Michaël Azencot, chez Cambon, reprend : « Nous voyons arriver sur le marché du LBO une pratique anglo-saxonne qui avait cours traditionnellement dans le venture : il s'agit de ces fonds qui approchent des équipes de management juste après la conclusion d'un LBO. Ils savent pertinemment que l'heure n'est pas venue de faire une offre, mais prennent des informations en prévision d'une éventuelle intervention deux ou trois ans plus tard. Cela ne nous incite pas à réduire le nombre de fonds que nous contactons lorsqu'une opération s'annonce, mais cela participe à l'accélération des process. »


PROCESS PLUS RAPIDES

Là aussi, les praticiens du M&A sont unanimes pour décrire ce phénomène. L'idée est que les fonds choisissent leurs combats et, lorsqu'ils ont jeté leur dévolu sur une entreprise, abattent un travail très important de due diligence, de prise de contact avec le management très en amont. Cela leur permet d'être prêts lorsque le process s'ouvre et, éventuellement, de court-circuiter leurs concurrents. « L'activité de marché du capital privé reste structurellement portée par des montants de capitaux en réserve ("poudre sèche") très impressionnants dont disposent les fonds d'investissement. Il existe une polarisation naturelle vers des industries faisant l'expérience de croissance sous-jacente séculaire, telles que la technologie, la santé, certains segments des biens de consommation ou l'éducation, décrypte Arnaud Bouyer, managing director chez Morgan Stanley. Mais nous voyons également que les arbitrages se font bien au-delà du seul secteur d'activité. Suscitent également une attention très positive des entreprises en croissance, participant à un processus de consolidation ou qui présentent des bonnes perspectives de rebond. Quel que soit le contexte, un paramètre demeure : compte tenu de la forte concurrence, les fonds ont la nécessité pour se différencier de prendre les sujets très en amont pour espérer tirer leur épingle du jeu. »

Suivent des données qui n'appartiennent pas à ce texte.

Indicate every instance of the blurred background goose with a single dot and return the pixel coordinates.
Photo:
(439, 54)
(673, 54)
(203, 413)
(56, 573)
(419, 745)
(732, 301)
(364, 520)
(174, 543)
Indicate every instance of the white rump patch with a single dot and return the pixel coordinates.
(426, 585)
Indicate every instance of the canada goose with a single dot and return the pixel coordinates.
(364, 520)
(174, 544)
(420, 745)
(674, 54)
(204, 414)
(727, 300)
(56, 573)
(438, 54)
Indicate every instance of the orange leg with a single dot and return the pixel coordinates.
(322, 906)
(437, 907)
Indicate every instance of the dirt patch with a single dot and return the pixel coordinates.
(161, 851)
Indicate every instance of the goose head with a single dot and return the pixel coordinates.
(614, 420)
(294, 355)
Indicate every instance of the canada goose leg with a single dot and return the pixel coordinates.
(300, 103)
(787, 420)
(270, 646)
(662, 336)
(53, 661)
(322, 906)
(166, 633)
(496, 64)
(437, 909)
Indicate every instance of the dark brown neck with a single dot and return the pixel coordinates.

En pratique, rares sont les deals qui sortent avant même que la société soit sur le marché. Au premier semestre, Adista, racheté par Keensight à Equistone, et NetCo, acquis par Ardian à IK et Andera, ont été dans ce cas. Cet été, le britannique Wren House Infrastructures n'a pas attendu le démarrage du process de vente d'Almaviva par Antin Infrastructure Partners - qui était plutôt prévu pour démarrer courant octobre - pour déposer une offre. « Les préemptions que l'on voit sont le plus souvent en cours de process, confirme Charles Andrez, managing partner chez Lazard. Dans un marché dynamique comme celui que nous avons connu au premier semestre, les enchères passent rarement le cut du deuxième tour, car les fonds ont fait le gros du travail d'examen avant et sont donc prêts à s'engager très vite. »

Cette surveillance des meilleurs actifs permet aussi à certains investisseurs malheureux de se rattraper rapidement : Permira s'est fait doubler par Insight Partners dans le dossier Iad (tour à 300 millions d'euros), mais a ac-quis quelques semaines plus tard une participation minoritaire au capital de son concurrent Safti, de surcroît avant la mise sur le marché de la société. Il a racheté une partie des titres détenus par Qualium, actionnaire du réseau immobilier depuis 2018, tandis que le management conserve la majorité du capital.


SÉDUIRE LE MANAGEMENT

Pour parer à toute éventualité et mettre le plus de chances de leur côté, les fonds travaillent également leurs offres de financement. « Les sponsors nous demandent de plus en plus souvent de travailler plusieurs structures de financement pour un deal donné, dans un contexte de forte concurrence, explique Paul Assaël, nouveau responsable de l'équipe Debt advisory d'Edmond de Rothschild Corporate Finance arrivé de chez Clearwater. Ils ne veulent prendre aucun risque et souhaitent montrer au management, à qui ils laissent le choix final, qu'ils peuvent faire preuve de flexibilité. Certains nous demandent aussi de passer du temps avec les équipes de direction pour leur expliquer les différentes possibilités. » De même, a repéré Michaël Azencot, associé chez Cambon, « certains fonds midcaps sont prêts à déclencher des mécanismes d'intéressement des dirigeants relativement tôt, en écho aux pratiques large cap. Il y a quelques années, il ne fallait rien espérer avant l'atteinte d'un multiple de 2 fois la mise. »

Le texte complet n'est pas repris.